Article pour la Revue économique de décembre

La crise économique et financière mondiale de 2007‑2010 a mis en exergue certaines faiblesses du cadre macroéconomique de référence de la zone euro. Elle a rappelé, entre autres, que la politique budgétaire a un rôle stabilisateur à jouer en situation de trappe à liquidité.

Depuis la fin de 2012 et le net apaisement des tensions financières suscitées par la crise de la dette souveraine, une reprise économique s’est amorcée. À l’heure actuelle, même si la croissance est solide et généralisée à travers les pays et les branches d'activité, la dynamique sous-jacente de l’inflation reste faible. Dans ce contexte, les décisions de politique monétaire de l’Eurosystème visent à préserver les conditions nécessaires pour assurer un retour durable des taux d’inflation vers des niveaux inférieurs à, mais proches de 2 %.

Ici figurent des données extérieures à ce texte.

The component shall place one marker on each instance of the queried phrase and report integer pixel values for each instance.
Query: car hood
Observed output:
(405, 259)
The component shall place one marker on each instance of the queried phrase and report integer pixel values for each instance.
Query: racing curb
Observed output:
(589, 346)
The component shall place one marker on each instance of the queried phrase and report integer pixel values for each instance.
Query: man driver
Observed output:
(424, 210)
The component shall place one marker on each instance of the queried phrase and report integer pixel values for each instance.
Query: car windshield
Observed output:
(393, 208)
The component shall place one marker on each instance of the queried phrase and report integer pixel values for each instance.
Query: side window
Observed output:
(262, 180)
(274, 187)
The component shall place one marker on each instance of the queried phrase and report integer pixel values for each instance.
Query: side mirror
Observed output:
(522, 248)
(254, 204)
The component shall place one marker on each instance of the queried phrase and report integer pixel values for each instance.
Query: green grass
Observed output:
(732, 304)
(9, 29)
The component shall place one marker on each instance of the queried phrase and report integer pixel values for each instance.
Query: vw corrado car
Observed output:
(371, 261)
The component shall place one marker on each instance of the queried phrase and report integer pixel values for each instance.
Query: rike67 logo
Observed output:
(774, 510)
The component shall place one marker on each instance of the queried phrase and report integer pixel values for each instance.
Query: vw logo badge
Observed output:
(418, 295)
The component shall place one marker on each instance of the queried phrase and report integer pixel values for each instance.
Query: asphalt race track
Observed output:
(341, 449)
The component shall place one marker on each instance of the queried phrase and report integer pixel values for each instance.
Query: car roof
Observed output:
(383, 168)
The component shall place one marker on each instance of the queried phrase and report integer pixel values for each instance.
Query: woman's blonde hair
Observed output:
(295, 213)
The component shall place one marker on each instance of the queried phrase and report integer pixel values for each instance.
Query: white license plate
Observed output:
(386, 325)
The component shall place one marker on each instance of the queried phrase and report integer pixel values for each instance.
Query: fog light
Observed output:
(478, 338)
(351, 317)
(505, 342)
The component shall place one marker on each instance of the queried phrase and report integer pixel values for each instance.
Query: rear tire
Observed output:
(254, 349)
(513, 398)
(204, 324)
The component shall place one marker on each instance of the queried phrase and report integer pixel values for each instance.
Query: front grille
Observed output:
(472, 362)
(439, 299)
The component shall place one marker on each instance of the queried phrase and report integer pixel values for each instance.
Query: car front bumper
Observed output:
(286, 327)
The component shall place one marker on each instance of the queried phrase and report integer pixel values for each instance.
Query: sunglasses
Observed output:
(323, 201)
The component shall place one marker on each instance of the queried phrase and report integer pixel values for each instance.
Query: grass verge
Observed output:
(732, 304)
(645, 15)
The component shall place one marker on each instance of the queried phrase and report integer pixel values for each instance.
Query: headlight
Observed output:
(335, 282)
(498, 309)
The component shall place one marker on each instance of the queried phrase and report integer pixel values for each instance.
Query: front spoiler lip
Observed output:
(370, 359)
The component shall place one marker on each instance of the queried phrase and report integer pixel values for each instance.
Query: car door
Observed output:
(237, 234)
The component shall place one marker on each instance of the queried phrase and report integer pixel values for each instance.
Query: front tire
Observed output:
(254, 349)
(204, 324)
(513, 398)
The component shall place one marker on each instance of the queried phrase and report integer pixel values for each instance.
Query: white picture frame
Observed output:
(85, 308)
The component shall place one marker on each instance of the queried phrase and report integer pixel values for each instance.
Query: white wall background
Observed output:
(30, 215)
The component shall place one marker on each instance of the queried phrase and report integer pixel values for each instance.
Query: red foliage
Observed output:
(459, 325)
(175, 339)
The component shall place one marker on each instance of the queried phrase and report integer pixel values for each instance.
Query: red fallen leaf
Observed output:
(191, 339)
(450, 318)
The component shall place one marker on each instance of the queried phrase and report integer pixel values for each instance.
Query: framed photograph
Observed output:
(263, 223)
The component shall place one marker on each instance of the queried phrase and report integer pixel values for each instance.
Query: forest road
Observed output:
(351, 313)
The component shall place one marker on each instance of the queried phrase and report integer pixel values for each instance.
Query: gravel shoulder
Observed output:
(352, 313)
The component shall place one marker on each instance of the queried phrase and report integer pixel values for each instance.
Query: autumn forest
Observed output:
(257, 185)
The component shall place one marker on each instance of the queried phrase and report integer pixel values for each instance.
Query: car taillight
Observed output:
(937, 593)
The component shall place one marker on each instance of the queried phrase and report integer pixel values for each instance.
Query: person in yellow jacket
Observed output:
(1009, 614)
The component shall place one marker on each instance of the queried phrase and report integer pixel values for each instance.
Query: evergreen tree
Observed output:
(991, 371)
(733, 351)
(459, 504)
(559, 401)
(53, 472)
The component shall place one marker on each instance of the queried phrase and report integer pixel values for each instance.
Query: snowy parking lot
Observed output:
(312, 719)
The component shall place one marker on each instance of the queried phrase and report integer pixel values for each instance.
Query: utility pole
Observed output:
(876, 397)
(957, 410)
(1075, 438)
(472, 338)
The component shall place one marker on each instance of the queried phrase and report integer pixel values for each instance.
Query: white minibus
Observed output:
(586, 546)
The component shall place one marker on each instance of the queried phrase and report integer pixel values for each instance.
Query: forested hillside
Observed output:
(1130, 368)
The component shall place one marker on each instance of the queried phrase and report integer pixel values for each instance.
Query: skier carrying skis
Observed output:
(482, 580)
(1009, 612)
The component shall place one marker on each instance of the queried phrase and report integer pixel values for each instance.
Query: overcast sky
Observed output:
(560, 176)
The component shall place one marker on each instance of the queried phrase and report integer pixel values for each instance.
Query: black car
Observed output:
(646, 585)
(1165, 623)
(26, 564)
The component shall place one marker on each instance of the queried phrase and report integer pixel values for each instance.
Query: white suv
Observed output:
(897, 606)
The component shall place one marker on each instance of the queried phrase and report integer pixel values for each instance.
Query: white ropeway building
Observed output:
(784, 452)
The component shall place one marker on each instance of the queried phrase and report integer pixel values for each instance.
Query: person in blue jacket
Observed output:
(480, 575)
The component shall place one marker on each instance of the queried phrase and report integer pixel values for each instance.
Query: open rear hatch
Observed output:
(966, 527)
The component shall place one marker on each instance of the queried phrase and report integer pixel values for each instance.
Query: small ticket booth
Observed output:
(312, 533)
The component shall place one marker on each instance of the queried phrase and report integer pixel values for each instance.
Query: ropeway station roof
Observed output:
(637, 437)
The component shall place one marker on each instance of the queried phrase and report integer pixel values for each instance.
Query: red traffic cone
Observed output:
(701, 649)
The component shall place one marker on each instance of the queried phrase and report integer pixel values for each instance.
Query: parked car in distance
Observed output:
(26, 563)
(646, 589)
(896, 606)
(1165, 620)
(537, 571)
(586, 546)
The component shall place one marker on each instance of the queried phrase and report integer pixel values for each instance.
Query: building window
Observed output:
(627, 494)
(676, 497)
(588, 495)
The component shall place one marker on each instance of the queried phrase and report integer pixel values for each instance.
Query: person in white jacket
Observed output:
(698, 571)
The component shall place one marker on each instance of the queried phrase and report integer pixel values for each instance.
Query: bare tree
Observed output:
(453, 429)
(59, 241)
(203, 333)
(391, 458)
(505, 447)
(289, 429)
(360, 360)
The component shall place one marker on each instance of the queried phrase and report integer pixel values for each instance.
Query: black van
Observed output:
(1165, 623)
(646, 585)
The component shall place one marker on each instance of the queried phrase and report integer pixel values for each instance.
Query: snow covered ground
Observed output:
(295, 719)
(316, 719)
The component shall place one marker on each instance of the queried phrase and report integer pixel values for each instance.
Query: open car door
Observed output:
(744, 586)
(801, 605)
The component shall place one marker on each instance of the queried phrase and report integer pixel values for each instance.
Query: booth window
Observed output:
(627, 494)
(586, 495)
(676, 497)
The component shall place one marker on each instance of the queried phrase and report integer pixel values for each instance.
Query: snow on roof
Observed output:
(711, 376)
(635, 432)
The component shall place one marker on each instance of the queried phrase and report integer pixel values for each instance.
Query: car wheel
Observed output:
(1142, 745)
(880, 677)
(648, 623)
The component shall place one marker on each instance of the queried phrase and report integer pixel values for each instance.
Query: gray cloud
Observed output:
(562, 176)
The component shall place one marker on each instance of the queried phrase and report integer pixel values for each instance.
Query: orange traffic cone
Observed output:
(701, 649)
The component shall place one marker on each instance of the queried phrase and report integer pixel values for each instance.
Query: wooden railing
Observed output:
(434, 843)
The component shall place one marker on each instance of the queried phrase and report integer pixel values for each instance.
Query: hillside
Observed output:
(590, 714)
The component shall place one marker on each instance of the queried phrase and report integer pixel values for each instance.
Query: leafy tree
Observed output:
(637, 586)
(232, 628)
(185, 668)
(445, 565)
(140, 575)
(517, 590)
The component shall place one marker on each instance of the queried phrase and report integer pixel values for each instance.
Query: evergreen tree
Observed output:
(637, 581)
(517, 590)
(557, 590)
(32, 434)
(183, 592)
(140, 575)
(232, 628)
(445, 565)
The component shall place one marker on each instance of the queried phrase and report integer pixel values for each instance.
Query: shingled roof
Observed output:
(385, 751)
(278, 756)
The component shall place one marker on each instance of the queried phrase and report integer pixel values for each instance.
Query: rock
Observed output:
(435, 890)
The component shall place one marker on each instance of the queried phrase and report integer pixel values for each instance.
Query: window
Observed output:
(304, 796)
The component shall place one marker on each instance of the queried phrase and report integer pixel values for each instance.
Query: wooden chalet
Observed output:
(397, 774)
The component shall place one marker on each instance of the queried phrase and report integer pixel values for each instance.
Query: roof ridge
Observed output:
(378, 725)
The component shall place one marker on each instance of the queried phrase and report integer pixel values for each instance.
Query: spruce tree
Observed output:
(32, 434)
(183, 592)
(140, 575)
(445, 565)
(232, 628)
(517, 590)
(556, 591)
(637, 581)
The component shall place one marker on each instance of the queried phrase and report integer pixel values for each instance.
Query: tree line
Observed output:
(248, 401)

Les stabilisateurs automatiques sont les instruments les plus indiqués pour faire en sorte que la politique budgétaire contribue à la stabilisation du cycle conjoncturel. Ils peuvent être complétés par une politique anticyclique discrétionnaire, a fortiori en cas de ralentissement économique sensible. Une politique budgétaire optimale implique toutefois également que les finances publiques restent soutenables. À ce propos, si la soutenabilité des finances publiques constitue une préoccupation (à moyen ou) à long terme, l’objectif de stabilisation porte sur le court terme. Les fluctuations de court terme induites par la conjoncture sont dès lors tolérées pour autant que l’objectif de soutenabilité soit atteint en moyenne sur l’ensemble d’un cycle. On observe actuellement d’importantes différences au niveau de la soutenabilité des pays de la zone euro, une situation qui appelle une approche propre à chaque pays. Eu égard à l’objectif de soutenabilité, le besoin de consolidation budgétaire peut dans certaines circonstances faire obstacle à l’objectif de stabilisation, en particulier en période d’essoufflement économique.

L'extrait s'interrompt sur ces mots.